Krista Kafer Says Take Another Look at the Facts about Preschool

With her column published yesterday, Independence Institute senior fellow and Face The State columnist Krista Kafer drops a fly or two into the early childhood education debate soup:

In Colorado, taxpayers spend $29 million a year on state preschool programs. Denver voters passed a sales tax in 2006 to subsidize preschool. According to a Denver Post article by Jeremy P. Meyer, 3,650 students receive subsidies. James Mejia, director of the Denver Preschool Program, told Meyer that “Studies show that for every dollar you spend on early childhood education, you will get back $10 to $12 in services you would otherwise be spending on social services, incarceration, remediation.”

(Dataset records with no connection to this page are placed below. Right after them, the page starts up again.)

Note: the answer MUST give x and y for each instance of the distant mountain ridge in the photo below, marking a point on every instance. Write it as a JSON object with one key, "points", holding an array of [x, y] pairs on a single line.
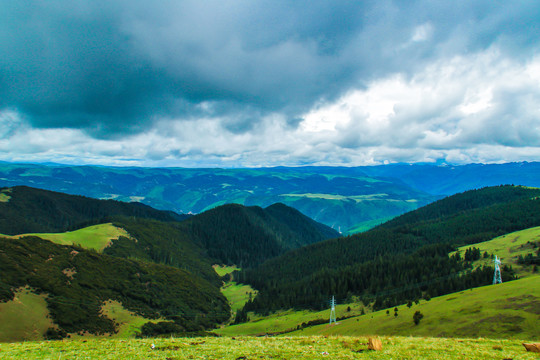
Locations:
{"points": [[387, 263], [162, 270], [347, 199]]}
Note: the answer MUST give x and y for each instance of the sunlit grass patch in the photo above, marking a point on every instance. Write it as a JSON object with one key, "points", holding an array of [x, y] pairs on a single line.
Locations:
{"points": [[4, 195], [508, 248], [25, 317], [96, 237], [128, 323]]}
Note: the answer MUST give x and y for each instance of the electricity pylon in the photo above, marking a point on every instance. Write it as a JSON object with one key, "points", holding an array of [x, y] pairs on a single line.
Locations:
{"points": [[497, 276], [333, 310]]}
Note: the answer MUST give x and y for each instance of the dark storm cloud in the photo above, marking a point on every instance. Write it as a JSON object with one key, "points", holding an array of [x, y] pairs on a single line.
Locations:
{"points": [[111, 67]]}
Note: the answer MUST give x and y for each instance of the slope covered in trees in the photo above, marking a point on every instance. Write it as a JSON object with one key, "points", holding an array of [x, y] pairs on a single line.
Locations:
{"points": [[78, 281], [246, 236], [163, 269], [30, 210], [404, 252]]}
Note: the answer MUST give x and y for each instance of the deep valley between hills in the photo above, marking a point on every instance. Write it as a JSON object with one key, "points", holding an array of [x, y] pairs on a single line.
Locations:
{"points": [[88, 267]]}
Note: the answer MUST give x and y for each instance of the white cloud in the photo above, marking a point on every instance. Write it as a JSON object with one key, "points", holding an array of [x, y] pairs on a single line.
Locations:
{"points": [[481, 107]]}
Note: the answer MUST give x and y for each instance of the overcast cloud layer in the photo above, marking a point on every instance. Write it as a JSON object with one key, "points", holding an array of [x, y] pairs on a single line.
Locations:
{"points": [[259, 83]]}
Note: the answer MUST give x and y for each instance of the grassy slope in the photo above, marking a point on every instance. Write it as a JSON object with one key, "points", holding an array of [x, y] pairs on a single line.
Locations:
{"points": [[5, 195], [508, 247], [96, 237], [236, 294], [285, 321], [24, 318], [481, 307], [509, 310], [334, 347]]}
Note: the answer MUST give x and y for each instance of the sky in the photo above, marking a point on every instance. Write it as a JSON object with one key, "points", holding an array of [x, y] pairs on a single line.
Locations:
{"points": [[243, 83]]}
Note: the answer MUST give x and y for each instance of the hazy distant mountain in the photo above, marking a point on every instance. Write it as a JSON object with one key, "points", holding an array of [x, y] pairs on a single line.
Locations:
{"points": [[164, 269], [347, 199]]}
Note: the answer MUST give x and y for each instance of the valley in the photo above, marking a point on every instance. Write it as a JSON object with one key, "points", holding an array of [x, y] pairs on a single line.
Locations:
{"points": [[244, 271]]}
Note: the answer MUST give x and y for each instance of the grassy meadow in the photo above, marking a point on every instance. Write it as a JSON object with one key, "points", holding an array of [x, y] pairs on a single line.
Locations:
{"points": [[297, 347], [25, 317], [508, 248], [96, 237], [236, 294]]}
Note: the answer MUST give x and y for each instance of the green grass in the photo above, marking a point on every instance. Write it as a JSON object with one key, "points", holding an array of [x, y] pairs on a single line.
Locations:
{"points": [[508, 247], [129, 324], [508, 310], [4, 195], [223, 270], [285, 321], [24, 318], [96, 237], [236, 294], [366, 225], [316, 347]]}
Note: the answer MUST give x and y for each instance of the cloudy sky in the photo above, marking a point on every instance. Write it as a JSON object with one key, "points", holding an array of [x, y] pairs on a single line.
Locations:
{"points": [[263, 83]]}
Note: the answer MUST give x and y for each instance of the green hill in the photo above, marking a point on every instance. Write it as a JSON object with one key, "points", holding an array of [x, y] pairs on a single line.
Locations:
{"points": [[77, 283], [143, 261], [412, 249], [509, 310], [519, 249], [30, 210], [246, 236]]}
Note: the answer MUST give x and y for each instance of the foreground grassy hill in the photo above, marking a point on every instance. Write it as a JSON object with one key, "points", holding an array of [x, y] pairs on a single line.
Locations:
{"points": [[304, 347], [519, 249], [76, 283], [96, 237], [508, 310], [410, 249], [337, 197], [511, 309], [141, 264]]}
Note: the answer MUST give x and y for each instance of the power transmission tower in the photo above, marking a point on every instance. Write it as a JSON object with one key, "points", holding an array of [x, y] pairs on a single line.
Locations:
{"points": [[497, 276], [333, 310]]}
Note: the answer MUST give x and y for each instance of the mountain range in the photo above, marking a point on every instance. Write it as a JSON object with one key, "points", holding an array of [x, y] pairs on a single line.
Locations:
{"points": [[158, 266], [347, 199]]}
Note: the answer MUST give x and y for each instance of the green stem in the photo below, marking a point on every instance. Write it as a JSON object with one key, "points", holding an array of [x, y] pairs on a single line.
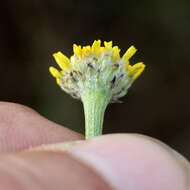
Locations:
{"points": [[95, 102]]}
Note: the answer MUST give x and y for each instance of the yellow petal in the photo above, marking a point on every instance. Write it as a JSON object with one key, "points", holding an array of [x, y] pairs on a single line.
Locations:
{"points": [[77, 50], [135, 70], [96, 46], [128, 65], [108, 45], [54, 72], [85, 50], [58, 80], [129, 53], [62, 61], [116, 54]]}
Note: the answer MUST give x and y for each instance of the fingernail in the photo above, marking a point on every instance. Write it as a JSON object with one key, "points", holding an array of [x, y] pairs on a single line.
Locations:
{"points": [[130, 162]]}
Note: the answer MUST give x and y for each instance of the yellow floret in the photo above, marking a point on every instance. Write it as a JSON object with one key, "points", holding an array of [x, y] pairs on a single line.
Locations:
{"points": [[77, 50], [129, 53], [116, 53], [108, 45], [135, 70], [54, 72], [62, 61]]}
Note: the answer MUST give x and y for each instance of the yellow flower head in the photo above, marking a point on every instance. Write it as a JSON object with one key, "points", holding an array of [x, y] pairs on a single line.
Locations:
{"points": [[96, 66]]}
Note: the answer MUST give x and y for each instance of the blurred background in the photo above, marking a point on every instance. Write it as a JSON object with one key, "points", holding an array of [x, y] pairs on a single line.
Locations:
{"points": [[157, 105]]}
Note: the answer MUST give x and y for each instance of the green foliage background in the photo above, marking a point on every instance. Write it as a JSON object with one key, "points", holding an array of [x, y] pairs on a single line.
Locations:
{"points": [[158, 103]]}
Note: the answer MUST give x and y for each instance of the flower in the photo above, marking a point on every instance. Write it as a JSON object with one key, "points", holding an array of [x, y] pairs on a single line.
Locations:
{"points": [[96, 67], [97, 75]]}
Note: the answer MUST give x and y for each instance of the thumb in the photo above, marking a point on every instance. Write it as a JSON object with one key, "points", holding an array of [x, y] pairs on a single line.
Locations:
{"points": [[132, 162]]}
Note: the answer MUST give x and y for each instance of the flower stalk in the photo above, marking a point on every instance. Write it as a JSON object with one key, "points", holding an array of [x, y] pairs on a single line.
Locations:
{"points": [[95, 102]]}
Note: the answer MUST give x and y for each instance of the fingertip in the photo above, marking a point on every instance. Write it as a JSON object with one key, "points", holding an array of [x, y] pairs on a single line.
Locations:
{"points": [[135, 161]]}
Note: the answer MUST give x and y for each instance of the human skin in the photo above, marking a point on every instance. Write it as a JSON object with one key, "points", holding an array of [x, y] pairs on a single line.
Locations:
{"points": [[39, 154]]}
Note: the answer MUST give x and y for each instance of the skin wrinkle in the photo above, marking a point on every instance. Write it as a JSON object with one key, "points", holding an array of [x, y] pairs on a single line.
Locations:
{"points": [[31, 169], [27, 128]]}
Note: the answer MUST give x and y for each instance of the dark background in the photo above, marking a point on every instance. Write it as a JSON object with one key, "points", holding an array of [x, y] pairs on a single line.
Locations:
{"points": [[158, 104]]}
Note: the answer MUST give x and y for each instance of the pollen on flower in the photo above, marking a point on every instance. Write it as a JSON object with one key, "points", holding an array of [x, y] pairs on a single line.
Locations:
{"points": [[96, 66]]}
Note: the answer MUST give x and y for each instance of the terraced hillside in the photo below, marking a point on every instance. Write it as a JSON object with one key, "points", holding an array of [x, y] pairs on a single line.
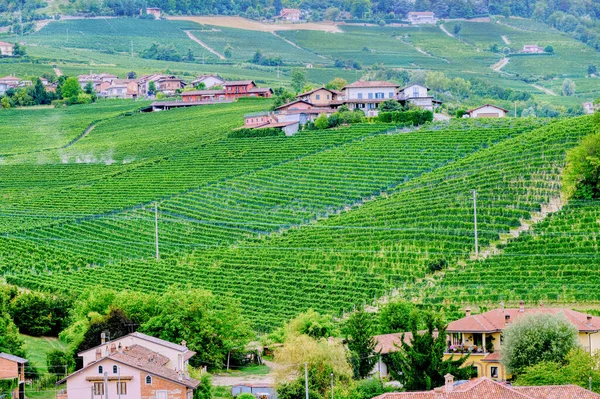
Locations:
{"points": [[557, 261]]}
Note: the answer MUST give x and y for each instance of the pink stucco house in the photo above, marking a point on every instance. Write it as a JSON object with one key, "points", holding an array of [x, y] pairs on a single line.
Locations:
{"points": [[136, 366]]}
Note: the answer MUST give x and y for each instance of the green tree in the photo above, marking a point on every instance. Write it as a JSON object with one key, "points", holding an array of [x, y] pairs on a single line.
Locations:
{"points": [[536, 338], [298, 79], [358, 330], [581, 177], [227, 51], [568, 88], [336, 84], [419, 364], [89, 88], [209, 327], [321, 122], [59, 362], [578, 367], [70, 88], [395, 316]]}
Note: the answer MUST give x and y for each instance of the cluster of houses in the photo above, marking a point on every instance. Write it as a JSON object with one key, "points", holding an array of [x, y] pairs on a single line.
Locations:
{"points": [[365, 96], [480, 335]]}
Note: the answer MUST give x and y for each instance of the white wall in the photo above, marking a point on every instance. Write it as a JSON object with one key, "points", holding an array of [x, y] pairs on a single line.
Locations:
{"points": [[352, 93], [79, 388]]}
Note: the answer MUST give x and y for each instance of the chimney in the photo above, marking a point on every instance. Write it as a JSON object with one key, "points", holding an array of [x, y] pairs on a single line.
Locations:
{"points": [[449, 382]]}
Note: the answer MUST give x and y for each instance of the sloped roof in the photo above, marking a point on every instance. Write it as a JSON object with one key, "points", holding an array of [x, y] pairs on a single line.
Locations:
{"points": [[13, 358], [485, 388], [495, 320], [486, 105], [144, 359], [368, 84]]}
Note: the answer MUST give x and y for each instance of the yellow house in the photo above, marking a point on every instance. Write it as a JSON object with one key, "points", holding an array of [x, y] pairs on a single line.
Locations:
{"points": [[481, 335]]}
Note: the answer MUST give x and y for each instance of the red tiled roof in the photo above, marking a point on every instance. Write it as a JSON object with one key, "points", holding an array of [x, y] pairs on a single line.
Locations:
{"points": [[485, 388], [486, 105], [495, 320], [375, 83]]}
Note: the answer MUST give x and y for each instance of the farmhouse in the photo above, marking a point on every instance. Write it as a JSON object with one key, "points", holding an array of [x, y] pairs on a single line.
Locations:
{"points": [[208, 80], [13, 368], [480, 336], [419, 96], [417, 18], [290, 14], [155, 11], [482, 388], [367, 96], [6, 49], [8, 82], [136, 365], [532, 49], [486, 111]]}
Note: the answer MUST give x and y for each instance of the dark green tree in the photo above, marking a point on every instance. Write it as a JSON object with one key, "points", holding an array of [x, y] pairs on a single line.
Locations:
{"points": [[419, 363], [358, 330]]}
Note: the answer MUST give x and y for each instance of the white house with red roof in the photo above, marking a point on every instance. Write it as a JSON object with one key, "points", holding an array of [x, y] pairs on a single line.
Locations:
{"points": [[485, 388], [425, 17], [136, 366]]}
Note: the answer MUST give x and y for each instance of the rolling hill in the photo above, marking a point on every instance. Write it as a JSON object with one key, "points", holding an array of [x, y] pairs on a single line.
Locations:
{"points": [[324, 219]]}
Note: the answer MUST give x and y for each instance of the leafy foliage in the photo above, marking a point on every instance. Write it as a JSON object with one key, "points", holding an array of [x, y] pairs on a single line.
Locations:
{"points": [[581, 177], [536, 338]]}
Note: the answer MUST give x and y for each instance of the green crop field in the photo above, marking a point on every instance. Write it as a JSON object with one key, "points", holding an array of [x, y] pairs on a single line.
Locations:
{"points": [[327, 220]]}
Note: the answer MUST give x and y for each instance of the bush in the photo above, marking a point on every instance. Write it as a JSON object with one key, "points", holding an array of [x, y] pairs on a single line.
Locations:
{"points": [[414, 117], [245, 133]]}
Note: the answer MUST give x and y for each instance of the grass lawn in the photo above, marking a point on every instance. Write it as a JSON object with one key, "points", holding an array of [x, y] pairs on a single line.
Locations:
{"points": [[37, 348]]}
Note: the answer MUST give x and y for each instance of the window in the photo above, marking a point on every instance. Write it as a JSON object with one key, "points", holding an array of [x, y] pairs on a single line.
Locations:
{"points": [[98, 388], [121, 388], [494, 372]]}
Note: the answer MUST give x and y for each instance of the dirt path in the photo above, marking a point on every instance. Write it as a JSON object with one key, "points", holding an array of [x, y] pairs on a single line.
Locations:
{"points": [[206, 46], [545, 90], [500, 64], [87, 131], [442, 27], [243, 23]]}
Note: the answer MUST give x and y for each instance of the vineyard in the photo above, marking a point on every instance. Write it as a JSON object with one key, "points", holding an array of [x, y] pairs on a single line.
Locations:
{"points": [[327, 220]]}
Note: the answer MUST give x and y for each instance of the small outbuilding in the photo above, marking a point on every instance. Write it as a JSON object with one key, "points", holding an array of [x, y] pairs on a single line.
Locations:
{"points": [[486, 111]]}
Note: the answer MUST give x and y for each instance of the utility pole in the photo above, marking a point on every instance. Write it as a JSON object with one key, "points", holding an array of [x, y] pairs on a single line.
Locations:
{"points": [[306, 379], [332, 386], [156, 230], [106, 385], [475, 223]]}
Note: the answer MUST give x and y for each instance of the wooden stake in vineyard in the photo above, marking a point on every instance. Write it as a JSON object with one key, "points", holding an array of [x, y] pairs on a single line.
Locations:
{"points": [[156, 230]]}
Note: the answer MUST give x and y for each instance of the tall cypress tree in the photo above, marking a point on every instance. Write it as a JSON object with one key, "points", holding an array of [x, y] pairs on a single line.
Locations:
{"points": [[419, 364], [359, 335]]}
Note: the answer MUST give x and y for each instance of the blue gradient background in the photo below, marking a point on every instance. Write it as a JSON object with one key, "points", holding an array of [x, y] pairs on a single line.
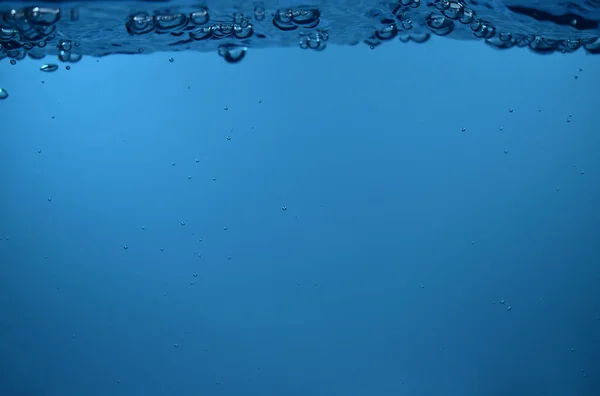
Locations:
{"points": [[384, 275]]}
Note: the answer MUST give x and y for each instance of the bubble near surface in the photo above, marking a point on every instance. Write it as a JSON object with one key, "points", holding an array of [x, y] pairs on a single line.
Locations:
{"points": [[70, 30]]}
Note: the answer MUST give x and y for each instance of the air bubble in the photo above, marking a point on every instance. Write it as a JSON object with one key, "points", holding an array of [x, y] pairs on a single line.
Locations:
{"points": [[232, 53], [49, 68], [200, 17]]}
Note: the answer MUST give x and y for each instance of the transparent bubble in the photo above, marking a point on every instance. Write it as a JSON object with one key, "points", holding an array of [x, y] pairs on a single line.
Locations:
{"points": [[49, 68]]}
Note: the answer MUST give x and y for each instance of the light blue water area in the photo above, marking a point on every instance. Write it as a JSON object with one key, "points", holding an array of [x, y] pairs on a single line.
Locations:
{"points": [[405, 220]]}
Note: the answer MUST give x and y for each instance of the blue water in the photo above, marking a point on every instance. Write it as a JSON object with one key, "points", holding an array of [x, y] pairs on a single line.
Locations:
{"points": [[416, 219]]}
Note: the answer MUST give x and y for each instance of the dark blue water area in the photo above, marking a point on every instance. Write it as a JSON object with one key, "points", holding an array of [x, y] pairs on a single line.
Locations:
{"points": [[408, 220]]}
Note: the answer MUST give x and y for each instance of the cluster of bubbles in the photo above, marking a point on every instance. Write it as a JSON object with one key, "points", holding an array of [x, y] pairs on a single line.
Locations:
{"points": [[39, 31]]}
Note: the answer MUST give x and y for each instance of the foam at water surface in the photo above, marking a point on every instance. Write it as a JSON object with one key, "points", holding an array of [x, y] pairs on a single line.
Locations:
{"points": [[70, 30]]}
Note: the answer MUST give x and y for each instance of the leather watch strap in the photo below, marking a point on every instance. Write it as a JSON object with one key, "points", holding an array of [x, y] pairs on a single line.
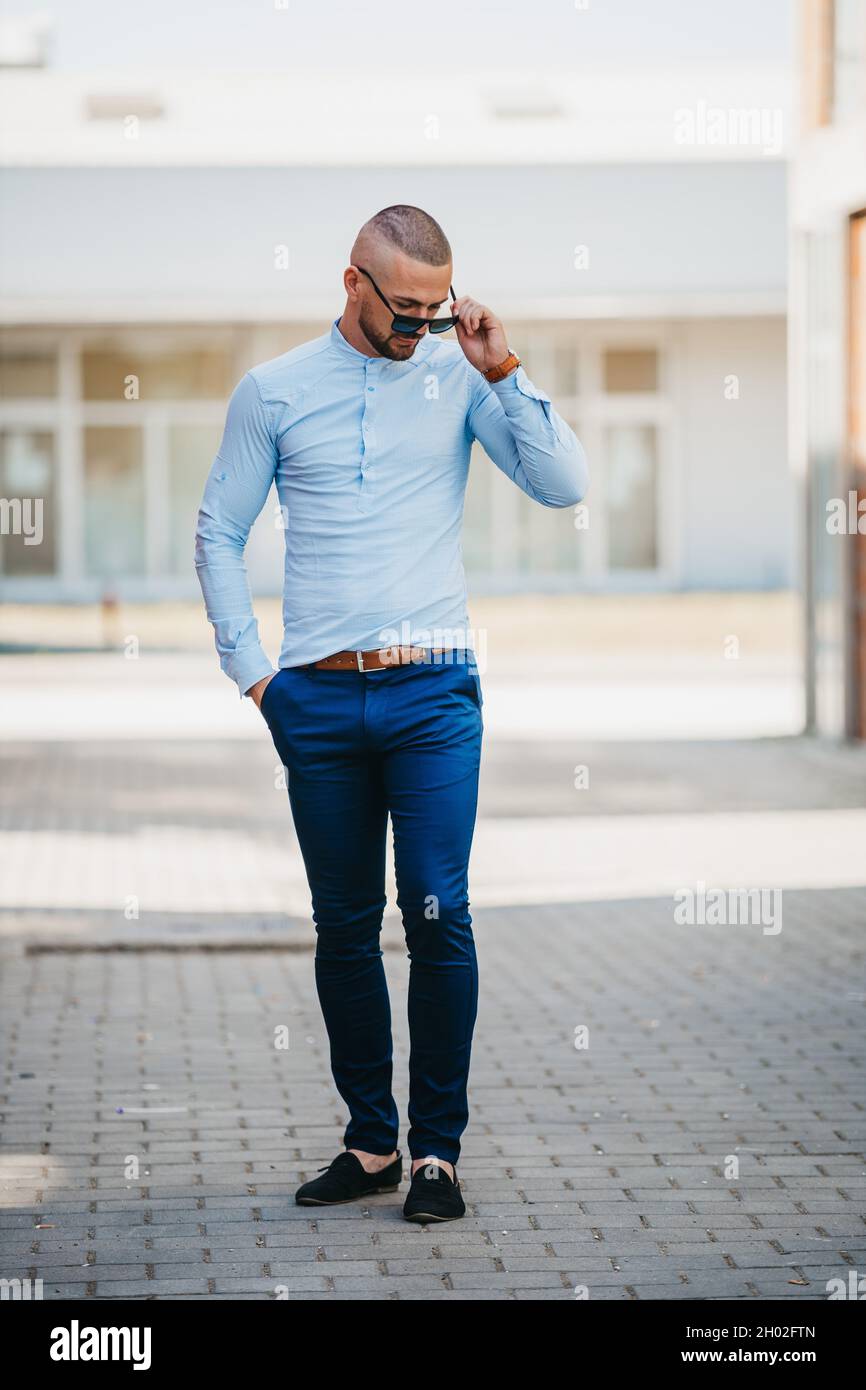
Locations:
{"points": [[503, 369]]}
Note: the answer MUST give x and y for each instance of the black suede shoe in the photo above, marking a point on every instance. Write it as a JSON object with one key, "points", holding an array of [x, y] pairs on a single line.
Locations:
{"points": [[346, 1179], [434, 1196]]}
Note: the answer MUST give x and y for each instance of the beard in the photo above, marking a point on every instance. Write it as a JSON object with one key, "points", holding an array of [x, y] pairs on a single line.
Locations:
{"points": [[385, 344]]}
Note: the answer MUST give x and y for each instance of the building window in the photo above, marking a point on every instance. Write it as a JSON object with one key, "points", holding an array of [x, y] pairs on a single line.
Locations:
{"points": [[631, 491], [138, 374], [114, 501], [848, 59], [27, 375], [28, 533], [630, 369]]}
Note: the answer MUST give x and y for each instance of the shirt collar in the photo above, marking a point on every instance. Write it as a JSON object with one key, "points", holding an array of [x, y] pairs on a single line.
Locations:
{"points": [[348, 350]]}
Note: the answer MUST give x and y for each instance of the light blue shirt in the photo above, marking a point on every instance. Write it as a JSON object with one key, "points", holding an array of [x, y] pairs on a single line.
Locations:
{"points": [[370, 460]]}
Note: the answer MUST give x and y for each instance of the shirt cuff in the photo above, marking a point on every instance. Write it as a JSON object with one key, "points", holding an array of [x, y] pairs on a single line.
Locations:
{"points": [[508, 384], [246, 667]]}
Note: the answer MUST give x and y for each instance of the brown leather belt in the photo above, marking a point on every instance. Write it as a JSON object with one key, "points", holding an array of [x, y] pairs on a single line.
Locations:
{"points": [[377, 659]]}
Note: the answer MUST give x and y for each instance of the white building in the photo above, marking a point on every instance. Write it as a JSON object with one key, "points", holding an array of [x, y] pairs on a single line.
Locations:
{"points": [[829, 357], [159, 238]]}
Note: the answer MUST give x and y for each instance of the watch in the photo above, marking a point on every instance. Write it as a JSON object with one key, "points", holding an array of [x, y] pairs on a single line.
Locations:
{"points": [[503, 369]]}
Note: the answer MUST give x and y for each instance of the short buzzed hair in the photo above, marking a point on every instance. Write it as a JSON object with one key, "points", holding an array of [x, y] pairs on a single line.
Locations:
{"points": [[413, 231]]}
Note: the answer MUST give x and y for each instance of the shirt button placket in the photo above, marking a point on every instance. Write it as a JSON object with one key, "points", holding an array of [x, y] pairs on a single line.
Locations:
{"points": [[367, 431]]}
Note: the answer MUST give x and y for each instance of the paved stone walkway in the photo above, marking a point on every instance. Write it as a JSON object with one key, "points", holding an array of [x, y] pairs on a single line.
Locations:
{"points": [[708, 1143]]}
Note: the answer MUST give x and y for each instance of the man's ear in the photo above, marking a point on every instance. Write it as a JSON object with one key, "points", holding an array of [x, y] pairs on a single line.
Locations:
{"points": [[352, 281]]}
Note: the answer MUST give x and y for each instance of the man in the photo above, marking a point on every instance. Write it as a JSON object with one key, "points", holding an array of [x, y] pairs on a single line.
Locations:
{"points": [[376, 706]]}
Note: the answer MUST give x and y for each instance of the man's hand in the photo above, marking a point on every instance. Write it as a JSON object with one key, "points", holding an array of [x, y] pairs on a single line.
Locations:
{"points": [[257, 690], [480, 334]]}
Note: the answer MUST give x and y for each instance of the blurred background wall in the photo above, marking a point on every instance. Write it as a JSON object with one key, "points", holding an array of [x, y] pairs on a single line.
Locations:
{"points": [[177, 227]]}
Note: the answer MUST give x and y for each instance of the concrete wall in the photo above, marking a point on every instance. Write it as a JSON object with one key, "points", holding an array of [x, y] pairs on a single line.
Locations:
{"points": [[738, 526]]}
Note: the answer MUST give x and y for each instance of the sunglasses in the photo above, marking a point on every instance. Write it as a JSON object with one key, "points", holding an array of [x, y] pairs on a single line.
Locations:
{"points": [[407, 325]]}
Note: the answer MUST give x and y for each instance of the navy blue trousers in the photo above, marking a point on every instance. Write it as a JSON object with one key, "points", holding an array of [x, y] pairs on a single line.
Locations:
{"points": [[359, 747]]}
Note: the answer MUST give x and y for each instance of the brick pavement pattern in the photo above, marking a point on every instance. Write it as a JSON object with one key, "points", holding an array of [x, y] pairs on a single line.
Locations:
{"points": [[154, 1132], [709, 1141]]}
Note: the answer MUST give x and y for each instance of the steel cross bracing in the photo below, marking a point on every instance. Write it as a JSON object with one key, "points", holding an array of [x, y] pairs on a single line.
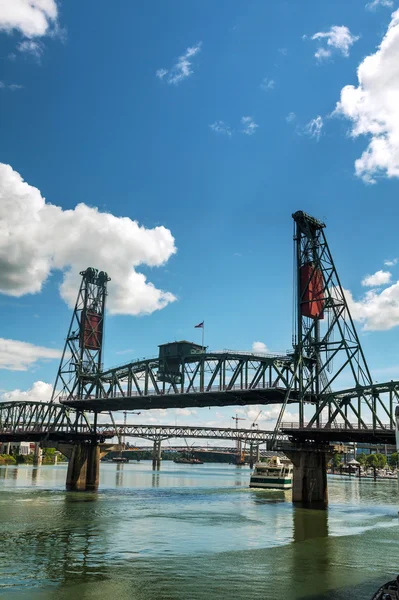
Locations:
{"points": [[156, 432], [217, 379], [326, 344], [82, 355], [38, 421], [31, 421]]}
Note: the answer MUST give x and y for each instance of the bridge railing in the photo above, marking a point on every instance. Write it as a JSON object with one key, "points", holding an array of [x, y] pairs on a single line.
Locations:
{"points": [[336, 426]]}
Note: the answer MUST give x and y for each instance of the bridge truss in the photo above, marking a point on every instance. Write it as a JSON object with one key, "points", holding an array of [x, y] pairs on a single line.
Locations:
{"points": [[49, 421], [218, 379], [326, 351]]}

Sounds great, but upon closer examination, this just isn’t true. The cost-benefit analyses routinely bandied about by advocates come up short. The analysis is largely based on exaggerated claims from a tiny subset of studies misrepresented as the whole. When the vast majority of research is considered, it becomes clear that preschool does not reap the amazing benefits touted by advocates.

Four decades of legitimate research actually shows that the majority of low-income children experience only short-term positive impacts and there is little long-term impact from preschool participation. Research also shows that preschool participation has no positive impact on children from middle or high income families, another ill-supported claim by advocates. Worse, preschool can have negative effects. Researchers at the National Institutes for Health and various universities have found adverse effects on children’s behavior resulting from early childhood education programs.

With the way some people are diving head first onto the universal preschool bandwagon, you’d think this issue were far more clear cut than it really is. Before dedicating public resources to any early childhood education program, people need to step back and take an honest look at the costs and benefits – benefits for kids, not for adults. They may be buying a Matchbox car with a broken wheel.